U.S. consumer becoming increasingly more confident: Charles Schwab's chief global investment strategist
U.S. consumer confidence cooled for the first time in seven weeks, raising the prospects of a tempering in the economic recovery as a pickup in COVID-19 infections prompts several states to dial back reopenings.
The Bloomberg Consumer Comfort Index slipped 0.4 point to 42.9 in the week ended July 5, according to data out Thursday. A measure of attitudes about the buying climate and a gauge of sentiment among respondents in the South, where outbreaks have been prominent, both dropped to three-week lows.

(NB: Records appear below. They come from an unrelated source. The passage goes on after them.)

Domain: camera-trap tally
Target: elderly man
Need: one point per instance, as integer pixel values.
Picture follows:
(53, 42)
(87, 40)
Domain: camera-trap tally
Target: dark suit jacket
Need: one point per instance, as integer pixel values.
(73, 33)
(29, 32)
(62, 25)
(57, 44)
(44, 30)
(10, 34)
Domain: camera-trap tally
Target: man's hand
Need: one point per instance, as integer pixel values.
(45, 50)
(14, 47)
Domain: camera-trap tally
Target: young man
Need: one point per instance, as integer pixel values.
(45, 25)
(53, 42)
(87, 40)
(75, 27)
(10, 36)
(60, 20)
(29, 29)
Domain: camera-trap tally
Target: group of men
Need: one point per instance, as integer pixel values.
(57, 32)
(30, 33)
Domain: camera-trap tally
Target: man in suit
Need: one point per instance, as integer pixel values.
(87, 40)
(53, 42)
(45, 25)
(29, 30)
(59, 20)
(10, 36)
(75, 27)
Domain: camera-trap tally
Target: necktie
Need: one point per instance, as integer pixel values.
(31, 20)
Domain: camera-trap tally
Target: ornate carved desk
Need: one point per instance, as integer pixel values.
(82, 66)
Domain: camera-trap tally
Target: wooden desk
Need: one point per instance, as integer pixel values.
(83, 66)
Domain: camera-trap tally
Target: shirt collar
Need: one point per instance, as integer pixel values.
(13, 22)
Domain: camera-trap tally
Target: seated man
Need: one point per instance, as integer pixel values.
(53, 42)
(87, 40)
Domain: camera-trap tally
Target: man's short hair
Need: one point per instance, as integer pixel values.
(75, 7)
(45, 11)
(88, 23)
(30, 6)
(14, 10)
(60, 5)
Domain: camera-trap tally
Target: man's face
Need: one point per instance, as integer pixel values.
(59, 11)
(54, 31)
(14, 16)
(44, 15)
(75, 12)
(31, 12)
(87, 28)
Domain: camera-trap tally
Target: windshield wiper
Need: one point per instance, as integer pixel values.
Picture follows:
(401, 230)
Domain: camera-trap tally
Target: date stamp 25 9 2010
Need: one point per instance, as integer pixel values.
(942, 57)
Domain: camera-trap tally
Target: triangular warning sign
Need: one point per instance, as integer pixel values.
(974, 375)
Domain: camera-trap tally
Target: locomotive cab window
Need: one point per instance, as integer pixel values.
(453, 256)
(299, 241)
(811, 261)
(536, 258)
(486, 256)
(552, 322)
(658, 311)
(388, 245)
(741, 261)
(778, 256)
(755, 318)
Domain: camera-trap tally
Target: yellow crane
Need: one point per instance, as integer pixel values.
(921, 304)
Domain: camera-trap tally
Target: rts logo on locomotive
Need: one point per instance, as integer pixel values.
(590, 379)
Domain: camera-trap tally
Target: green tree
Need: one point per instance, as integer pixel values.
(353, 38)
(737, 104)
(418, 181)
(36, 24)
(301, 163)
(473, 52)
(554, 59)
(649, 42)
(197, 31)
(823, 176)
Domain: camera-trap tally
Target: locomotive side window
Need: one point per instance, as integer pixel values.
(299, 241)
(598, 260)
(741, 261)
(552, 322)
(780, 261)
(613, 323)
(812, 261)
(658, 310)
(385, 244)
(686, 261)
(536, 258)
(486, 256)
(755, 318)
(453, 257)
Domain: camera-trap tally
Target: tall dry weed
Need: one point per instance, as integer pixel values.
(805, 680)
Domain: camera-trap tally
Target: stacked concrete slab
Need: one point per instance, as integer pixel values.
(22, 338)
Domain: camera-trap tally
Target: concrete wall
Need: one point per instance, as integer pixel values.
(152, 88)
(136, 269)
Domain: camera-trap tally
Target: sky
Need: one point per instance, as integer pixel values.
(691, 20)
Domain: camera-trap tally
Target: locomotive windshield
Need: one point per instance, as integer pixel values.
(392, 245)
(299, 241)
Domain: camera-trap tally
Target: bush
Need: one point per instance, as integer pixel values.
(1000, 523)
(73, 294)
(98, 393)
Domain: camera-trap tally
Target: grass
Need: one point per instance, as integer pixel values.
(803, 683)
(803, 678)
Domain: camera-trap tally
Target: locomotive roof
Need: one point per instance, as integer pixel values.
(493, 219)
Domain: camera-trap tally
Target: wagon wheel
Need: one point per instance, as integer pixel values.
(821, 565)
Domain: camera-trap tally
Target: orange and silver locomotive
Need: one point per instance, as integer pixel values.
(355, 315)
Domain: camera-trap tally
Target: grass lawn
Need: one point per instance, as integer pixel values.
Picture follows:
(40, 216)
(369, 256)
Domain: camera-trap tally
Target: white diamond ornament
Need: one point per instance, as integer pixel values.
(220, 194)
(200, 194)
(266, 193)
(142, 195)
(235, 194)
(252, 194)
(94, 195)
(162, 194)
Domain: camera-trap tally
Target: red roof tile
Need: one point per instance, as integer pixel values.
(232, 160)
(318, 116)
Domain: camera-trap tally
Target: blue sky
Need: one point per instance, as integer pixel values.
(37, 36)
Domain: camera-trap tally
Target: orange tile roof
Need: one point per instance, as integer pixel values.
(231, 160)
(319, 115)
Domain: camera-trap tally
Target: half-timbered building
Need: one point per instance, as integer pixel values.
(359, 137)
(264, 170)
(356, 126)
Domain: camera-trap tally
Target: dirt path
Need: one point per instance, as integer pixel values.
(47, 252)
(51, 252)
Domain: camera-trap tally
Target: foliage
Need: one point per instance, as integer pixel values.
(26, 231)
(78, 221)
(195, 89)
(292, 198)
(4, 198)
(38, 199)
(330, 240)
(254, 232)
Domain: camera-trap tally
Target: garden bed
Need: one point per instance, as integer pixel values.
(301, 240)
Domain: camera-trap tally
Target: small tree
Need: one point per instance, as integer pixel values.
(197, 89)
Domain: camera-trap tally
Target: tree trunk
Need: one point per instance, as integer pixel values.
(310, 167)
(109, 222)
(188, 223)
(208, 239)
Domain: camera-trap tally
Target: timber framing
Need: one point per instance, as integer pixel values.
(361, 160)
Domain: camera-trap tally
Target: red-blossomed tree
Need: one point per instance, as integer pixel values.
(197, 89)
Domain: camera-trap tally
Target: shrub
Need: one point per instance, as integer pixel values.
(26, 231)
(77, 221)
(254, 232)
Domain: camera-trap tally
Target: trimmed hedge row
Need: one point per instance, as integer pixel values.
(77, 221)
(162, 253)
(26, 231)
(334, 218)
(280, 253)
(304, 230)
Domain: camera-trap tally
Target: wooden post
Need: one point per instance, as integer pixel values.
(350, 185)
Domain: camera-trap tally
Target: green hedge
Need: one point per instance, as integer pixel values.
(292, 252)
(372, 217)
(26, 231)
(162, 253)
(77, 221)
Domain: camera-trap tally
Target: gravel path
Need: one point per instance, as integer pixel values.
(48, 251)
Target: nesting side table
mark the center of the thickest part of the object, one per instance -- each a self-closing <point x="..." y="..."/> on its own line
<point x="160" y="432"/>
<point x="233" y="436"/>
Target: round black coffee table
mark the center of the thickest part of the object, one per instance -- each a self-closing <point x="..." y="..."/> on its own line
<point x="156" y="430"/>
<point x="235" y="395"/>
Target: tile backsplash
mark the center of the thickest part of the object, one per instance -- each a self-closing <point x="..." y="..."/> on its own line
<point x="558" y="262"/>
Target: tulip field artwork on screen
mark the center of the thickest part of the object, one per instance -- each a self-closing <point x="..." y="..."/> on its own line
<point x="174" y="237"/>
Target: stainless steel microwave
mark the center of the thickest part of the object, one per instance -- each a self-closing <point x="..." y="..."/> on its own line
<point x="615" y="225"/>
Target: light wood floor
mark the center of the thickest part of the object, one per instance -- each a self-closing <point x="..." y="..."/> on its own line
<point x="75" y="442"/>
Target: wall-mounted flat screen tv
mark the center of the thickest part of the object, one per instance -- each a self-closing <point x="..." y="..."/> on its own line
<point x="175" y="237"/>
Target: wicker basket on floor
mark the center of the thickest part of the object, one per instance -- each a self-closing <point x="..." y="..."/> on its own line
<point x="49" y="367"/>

The pause in the overall gauge’s upward momentum since a six-year low in mid-May highlights the link between Americans’ concerns about the pandemic and the outlook for consumer spending. With some states freezing or rolling back their economic reopenings, the health concerns and uncertainty threaten to slow the recovery speed for an economy that entered a recession in February.
The CCI is 24.4 points below its two-decade high in late January and 8.2 points higher than the May low.
The gauge of personal finances also dropped last week as consumers remained cautious about their incomes. At the same time, an index of sentiment about the national economy advanced to an almost three-month high in the wake of consecutive monthly record increases in payrolls.
Further declines in consumer sentiment could add to concerns that the recent bounceback in the economy is beginning to level off. Some workers who were rehired have already been fired again amid a pause in reopenings. Concerns about the opening of schools in the fall also add to trepidation about recovery.
The comfort figures also showed the gender gap in confidence narrowed to its smallest point since March 2017 as confidence among women strengthened.